Facebook’s annual developers’ event, held this year in San Jose, is the social network's chance to bring together all of the people that work with the site to create the apps and other features used by the almost two billion people.
The event is a launching pad for new features. After a busy first day, here's my pick of the most interesting and significant.
Augmented reality – that’s when digital images are placed over the real world – is the key battleground between Facebook and its bitter rival Snapchat. And AR Studio could be the differentiator.
Facebook is opening up its AR platform so developers can make use of Facebook’s immense computing power – for things like image recognition – without having to invest in the costly and complex tech themselves. AR studio is the tool they will be able to use to make the most of it.
One example showed a tie up with Manchester United in which live scores, statistics and ticker-tape was slickly added over smartphone footage of fans celebrating in a bar. Little practical use, maybe, but it sets up Facebook to be the home of the best augmented reality apps, accelerating at a pace Snapchat really can’t match, if you ask me.
Here’s the thing: I really don’t like Facebook Messenger. It’s an app I’d never want to use were it not attached to Facebook, which makes it kind-of unavoidable if I want to reach my friends. That said, I know many friends who have resisted adding it to their phones.
Disturbingly, David Marcus, the head of Messenger, wants to bloat this app even further by adding in a host of new integrations, many designed to help you interact even more with businesses.
But I understand why. The model here is WeChat, the gigantic Chinese app that lets users do a bunch of things from within the same app. Facebook wants you use Messenger to chat to some friends about a night out and, without leaving Messenger, buy some gig tickets, make dinner reservations and book a ride-share.

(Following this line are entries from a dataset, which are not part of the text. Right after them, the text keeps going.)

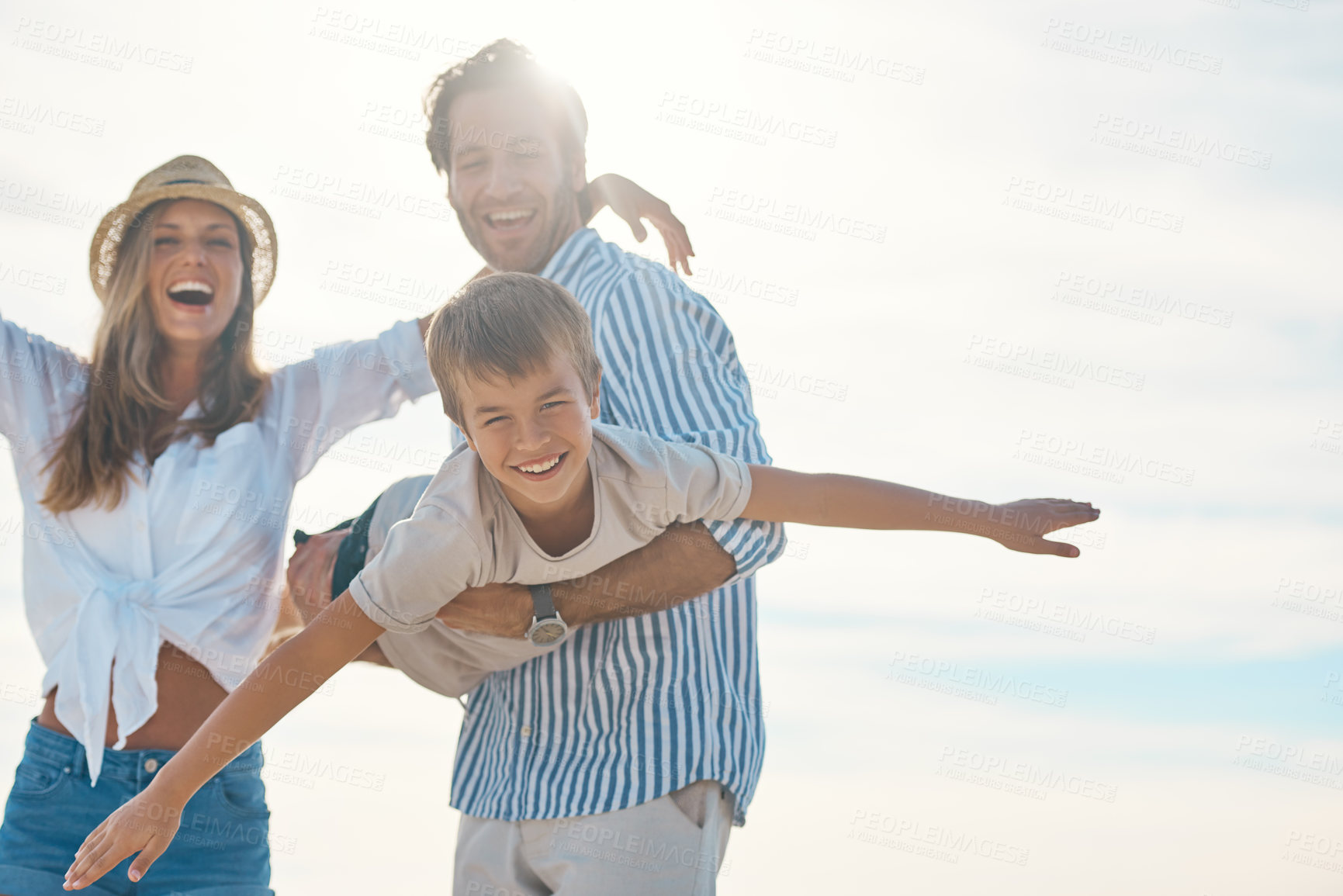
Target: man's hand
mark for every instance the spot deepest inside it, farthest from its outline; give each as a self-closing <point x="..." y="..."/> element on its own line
<point x="633" y="203"/>
<point x="309" y="574"/>
<point x="681" y="563"/>
<point x="1021" y="525"/>
<point x="308" y="582"/>
<point x="500" y="609"/>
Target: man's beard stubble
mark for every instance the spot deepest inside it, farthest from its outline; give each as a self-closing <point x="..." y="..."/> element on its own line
<point x="563" y="213"/>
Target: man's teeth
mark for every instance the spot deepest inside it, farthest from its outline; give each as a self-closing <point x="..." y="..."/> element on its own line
<point x="191" y="286"/>
<point x="540" y="468"/>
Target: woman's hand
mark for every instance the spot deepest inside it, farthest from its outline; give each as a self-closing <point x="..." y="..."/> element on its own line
<point x="633" y="203"/>
<point x="1021" y="525"/>
<point x="144" y="825"/>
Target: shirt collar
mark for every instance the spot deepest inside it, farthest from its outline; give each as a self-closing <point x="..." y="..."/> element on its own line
<point x="569" y="254"/>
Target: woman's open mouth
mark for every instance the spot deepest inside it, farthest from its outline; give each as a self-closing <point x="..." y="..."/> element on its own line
<point x="543" y="468"/>
<point x="191" y="292"/>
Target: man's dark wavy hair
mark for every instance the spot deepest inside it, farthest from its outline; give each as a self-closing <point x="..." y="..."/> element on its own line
<point x="503" y="64"/>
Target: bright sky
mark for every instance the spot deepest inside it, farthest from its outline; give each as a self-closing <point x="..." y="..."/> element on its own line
<point x="997" y="250"/>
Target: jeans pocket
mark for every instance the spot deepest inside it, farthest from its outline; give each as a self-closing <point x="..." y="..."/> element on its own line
<point x="242" y="794"/>
<point x="36" y="780"/>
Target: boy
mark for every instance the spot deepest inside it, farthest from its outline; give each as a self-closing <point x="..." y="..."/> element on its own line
<point x="538" y="493"/>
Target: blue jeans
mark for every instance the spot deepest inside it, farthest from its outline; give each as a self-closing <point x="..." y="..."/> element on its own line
<point x="220" y="849"/>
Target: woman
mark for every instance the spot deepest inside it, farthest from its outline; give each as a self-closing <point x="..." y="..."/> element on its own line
<point x="156" y="496"/>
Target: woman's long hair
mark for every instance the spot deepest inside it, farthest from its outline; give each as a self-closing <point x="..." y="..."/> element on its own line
<point x="125" y="409"/>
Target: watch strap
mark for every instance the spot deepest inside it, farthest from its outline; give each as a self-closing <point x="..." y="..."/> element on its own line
<point x="543" y="602"/>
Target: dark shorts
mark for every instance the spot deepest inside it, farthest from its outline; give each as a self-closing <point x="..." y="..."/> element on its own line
<point x="222" y="848"/>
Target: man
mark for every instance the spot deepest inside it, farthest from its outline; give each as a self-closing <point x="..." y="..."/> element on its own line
<point x="635" y="728"/>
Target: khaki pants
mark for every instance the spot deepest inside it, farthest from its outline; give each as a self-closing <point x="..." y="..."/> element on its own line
<point x="669" y="846"/>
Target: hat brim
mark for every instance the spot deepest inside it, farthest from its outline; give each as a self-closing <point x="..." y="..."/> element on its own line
<point x="112" y="230"/>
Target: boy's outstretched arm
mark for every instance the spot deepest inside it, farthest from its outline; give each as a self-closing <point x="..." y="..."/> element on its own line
<point x="284" y="680"/>
<point x="857" y="503"/>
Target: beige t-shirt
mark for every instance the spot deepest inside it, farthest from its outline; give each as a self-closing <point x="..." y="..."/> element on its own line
<point x="465" y="534"/>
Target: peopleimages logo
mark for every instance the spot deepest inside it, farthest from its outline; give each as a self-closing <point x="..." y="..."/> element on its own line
<point x="1063" y="200"/>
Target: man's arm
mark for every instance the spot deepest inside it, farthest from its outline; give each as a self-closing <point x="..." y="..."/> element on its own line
<point x="681" y="563"/>
<point x="308" y="590"/>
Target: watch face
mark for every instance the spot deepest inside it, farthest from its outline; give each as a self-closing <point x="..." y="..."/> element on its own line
<point x="547" y="631"/>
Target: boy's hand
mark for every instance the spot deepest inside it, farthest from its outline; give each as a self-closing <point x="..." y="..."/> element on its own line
<point x="144" y="825"/>
<point x="1021" y="524"/>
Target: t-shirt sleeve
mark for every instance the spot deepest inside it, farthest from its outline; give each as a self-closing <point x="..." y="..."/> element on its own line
<point x="427" y="560"/>
<point x="704" y="484"/>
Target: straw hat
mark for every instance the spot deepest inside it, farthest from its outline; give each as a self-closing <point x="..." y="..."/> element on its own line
<point x="185" y="178"/>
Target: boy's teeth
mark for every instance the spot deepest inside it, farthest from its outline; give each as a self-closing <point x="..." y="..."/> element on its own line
<point x="538" y="468"/>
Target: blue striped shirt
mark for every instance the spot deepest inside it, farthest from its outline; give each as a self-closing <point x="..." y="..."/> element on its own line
<point x="628" y="711"/>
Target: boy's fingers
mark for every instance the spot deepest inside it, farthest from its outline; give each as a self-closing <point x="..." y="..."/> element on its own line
<point x="148" y="856"/>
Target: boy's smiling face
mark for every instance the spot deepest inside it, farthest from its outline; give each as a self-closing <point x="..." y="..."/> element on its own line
<point x="534" y="434"/>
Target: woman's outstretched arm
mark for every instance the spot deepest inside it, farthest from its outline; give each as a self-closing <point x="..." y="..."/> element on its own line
<point x="284" y="680"/>
<point x="857" y="503"/>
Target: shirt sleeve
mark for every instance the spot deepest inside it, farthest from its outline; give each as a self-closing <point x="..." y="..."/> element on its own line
<point x="344" y="386"/>
<point x="427" y="560"/>
<point x="704" y="484"/>
<point x="672" y="370"/>
<point x="40" y="385"/>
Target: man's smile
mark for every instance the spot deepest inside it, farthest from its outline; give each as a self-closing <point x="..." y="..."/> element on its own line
<point x="511" y="220"/>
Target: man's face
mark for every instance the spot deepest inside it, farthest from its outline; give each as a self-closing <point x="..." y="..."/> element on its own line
<point x="511" y="182"/>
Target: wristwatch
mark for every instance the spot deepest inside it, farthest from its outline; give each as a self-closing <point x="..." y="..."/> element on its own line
<point x="547" y="625"/>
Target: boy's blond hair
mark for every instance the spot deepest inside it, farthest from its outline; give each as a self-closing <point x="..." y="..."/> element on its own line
<point x="507" y="325"/>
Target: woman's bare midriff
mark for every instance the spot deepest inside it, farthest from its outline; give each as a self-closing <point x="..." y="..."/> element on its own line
<point x="187" y="695"/>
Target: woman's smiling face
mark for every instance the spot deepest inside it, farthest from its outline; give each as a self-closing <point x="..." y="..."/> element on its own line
<point x="195" y="273"/>
<point x="534" y="434"/>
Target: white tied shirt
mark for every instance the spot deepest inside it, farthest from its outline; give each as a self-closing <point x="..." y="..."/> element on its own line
<point x="192" y="555"/>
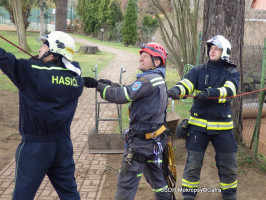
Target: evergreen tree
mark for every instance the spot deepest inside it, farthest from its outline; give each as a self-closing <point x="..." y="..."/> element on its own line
<point x="114" y="20"/>
<point x="103" y="12"/>
<point x="129" y="29"/>
<point x="88" y="10"/>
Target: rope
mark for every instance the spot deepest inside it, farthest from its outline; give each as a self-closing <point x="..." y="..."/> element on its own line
<point x="227" y="97"/>
<point x="16" y="46"/>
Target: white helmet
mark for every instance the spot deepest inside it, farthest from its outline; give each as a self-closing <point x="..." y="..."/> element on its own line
<point x="59" y="43"/>
<point x="221" y="42"/>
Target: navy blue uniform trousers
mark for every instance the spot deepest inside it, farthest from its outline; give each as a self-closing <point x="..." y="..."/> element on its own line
<point x="34" y="160"/>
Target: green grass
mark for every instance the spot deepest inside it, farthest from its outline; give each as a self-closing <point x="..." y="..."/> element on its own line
<point x="87" y="62"/>
<point x="117" y="45"/>
<point x="245" y="160"/>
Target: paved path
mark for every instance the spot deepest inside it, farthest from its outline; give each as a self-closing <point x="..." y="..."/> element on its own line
<point x="89" y="167"/>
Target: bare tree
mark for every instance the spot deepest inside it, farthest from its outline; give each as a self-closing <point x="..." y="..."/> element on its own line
<point x="61" y="15"/>
<point x="227" y="18"/>
<point x="26" y="8"/>
<point x="18" y="17"/>
<point x="179" y="29"/>
<point x="42" y="6"/>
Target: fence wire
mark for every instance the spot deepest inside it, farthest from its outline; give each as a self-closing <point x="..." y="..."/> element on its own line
<point x="252" y="67"/>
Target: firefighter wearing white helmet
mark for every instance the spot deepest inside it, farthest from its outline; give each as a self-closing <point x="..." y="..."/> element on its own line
<point x="61" y="48"/>
<point x="214" y="83"/>
<point x="49" y="88"/>
<point x="222" y="43"/>
<point x="60" y="43"/>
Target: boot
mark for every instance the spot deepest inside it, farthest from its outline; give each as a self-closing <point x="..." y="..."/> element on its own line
<point x="189" y="197"/>
<point x="229" y="198"/>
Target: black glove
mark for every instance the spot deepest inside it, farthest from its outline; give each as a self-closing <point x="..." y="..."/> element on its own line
<point x="105" y="81"/>
<point x="90" y="82"/>
<point x="182" y="129"/>
<point x="174" y="94"/>
<point x="203" y="96"/>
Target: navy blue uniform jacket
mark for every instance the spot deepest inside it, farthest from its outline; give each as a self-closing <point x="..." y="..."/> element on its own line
<point x="48" y="96"/>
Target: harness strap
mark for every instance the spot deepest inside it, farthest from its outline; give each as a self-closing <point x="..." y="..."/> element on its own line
<point x="155" y="133"/>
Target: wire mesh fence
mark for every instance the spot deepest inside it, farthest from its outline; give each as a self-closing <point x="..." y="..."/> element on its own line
<point x="252" y="67"/>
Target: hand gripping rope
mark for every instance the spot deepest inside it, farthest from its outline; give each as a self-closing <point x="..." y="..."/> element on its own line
<point x="16" y="46"/>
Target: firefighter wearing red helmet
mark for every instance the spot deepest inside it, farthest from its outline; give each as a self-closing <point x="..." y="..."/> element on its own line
<point x="146" y="137"/>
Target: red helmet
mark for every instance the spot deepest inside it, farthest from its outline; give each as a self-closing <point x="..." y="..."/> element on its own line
<point x="155" y="50"/>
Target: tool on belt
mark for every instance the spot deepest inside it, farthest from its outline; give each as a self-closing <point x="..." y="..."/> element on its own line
<point x="128" y="161"/>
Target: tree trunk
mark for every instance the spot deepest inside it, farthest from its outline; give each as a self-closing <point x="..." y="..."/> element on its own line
<point x="21" y="32"/>
<point x="61" y="15"/>
<point x="227" y="18"/>
<point x="42" y="2"/>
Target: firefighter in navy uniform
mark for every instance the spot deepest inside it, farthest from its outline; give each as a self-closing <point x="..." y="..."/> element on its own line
<point x="49" y="87"/>
<point x="146" y="138"/>
<point x="211" y="119"/>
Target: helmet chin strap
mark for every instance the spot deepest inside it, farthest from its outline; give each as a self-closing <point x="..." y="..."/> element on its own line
<point x="153" y="63"/>
<point x="44" y="55"/>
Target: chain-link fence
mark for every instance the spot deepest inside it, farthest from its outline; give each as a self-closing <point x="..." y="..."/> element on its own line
<point x="252" y="67"/>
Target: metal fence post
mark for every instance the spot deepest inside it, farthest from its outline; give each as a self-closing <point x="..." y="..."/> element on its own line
<point x="261" y="99"/>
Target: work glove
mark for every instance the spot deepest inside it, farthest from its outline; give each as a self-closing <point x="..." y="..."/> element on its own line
<point x="90" y="82"/>
<point x="174" y="94"/>
<point x="105" y="81"/>
<point x="203" y="96"/>
<point x="182" y="130"/>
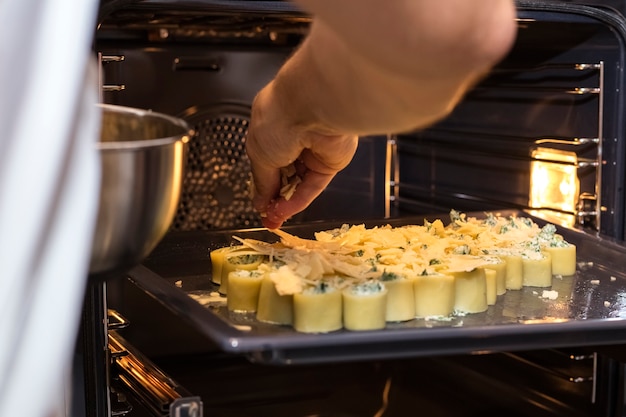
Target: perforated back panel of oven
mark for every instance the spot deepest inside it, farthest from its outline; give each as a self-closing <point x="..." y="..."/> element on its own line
<point x="215" y="189"/>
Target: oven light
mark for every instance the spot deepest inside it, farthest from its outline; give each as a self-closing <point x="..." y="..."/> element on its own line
<point x="554" y="180"/>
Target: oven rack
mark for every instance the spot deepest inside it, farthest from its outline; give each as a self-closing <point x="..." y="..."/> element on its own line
<point x="460" y="139"/>
<point x="590" y="309"/>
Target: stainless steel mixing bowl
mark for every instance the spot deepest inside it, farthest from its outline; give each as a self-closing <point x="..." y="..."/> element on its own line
<point x="143" y="158"/>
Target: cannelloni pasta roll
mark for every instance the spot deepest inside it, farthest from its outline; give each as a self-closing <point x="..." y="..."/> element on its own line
<point x="318" y="309"/>
<point x="365" y="306"/>
<point x="273" y="307"/>
<point x="238" y="260"/>
<point x="244" y="290"/>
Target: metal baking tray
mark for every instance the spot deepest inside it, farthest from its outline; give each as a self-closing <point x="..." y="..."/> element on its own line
<point x="590" y="309"/>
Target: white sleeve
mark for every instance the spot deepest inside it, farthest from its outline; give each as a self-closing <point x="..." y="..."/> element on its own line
<point x="49" y="187"/>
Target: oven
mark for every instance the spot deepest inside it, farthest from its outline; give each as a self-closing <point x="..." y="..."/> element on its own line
<point x="542" y="135"/>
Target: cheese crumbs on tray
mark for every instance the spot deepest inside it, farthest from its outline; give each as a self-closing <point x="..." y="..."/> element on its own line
<point x="454" y="269"/>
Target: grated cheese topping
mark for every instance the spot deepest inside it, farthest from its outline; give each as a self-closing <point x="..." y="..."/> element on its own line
<point x="357" y="254"/>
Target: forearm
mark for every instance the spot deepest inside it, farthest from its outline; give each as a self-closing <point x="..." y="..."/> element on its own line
<point x="383" y="79"/>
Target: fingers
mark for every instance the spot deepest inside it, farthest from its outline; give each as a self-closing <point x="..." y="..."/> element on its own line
<point x="280" y="210"/>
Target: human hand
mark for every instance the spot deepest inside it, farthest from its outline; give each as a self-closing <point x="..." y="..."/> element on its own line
<point x="275" y="145"/>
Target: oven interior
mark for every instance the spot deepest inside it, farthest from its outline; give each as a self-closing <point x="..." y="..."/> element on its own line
<point x="543" y="133"/>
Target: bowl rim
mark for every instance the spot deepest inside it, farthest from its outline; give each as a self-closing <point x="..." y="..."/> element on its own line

Facebook has added a "discover" page to help users find tools for its Messenger programme
For just idle chit-chat, Messenger is also being upgraded. Mr Marcus showed off a Spotify integration, where you can drop songs into group chat and all listen at once. Neat.
Mr Marcus admitted the excitement last year around bots (some of it from yours truly, I’ll admit) never lived up to the hype. There are 100,000 bots on Messenger already, and so far none of them have been much cop (except this one from a 14-year-old boy).
But the Messenger boss is confident he’s got the technology headed in the right direction. To me, it seems the “chat” is evolving from trying to sound human, to just conceding that swift multiple choice is much more useful to all (not to mention easier to code).
Facebook’s decision to buy Oculus VR was motivated by the possibility that the technology would become a social platform, and not just about gaming.
Facebook Spaces is the first true embodiment of that. It places you, virtually, as a cartoony avatar, in a world inhabited by your other friends – also avatars. Here you can lark about, play games, share photos, take a “selfie”, even do a video call with someone in the “real” world.
It’s a bit of silly fun. And I can already hear many of you reading this and saying “How sad! Be friends in the real world!”. But hey, not everyone’s friends are in visiting distance. And this is like a good Skype chat, and then some.
The barrier to entry, though, is still cost. To get this experience you need the Oculus Rift, which, if you don’t already have a powerful-enough PC to hand, costs upwards of $1,000 to get going.
Which is why Facebook is working hard to make its PC-free, wireless, high-quality headset. Mark Zuckerberg brought that subject up again in his opening keynote, but didn’t elaborate. I’d hoped he might surprise everyone by showing it to us at the end of the keynote, but no such luck.
For Facebook Spaces to go mainstream, that headset needs to come out fast. And it needs to be less than $500. I’m not holding my breath.
This one will sound boring, so I’ve left it until last.
Facebook announced that there would be a free version of Workplace, available by the end of this year.
Workplace is Facebook’s answer to collaboration tool Slack and is, in direct contrast to Facebook itself, designed to help with productivity.
Right now, the full version of Workplace is free. But later this year that will change, with a paid-for premium version, offering better admin tools and things like cloud file storage and sharing, and a free version with just the basics.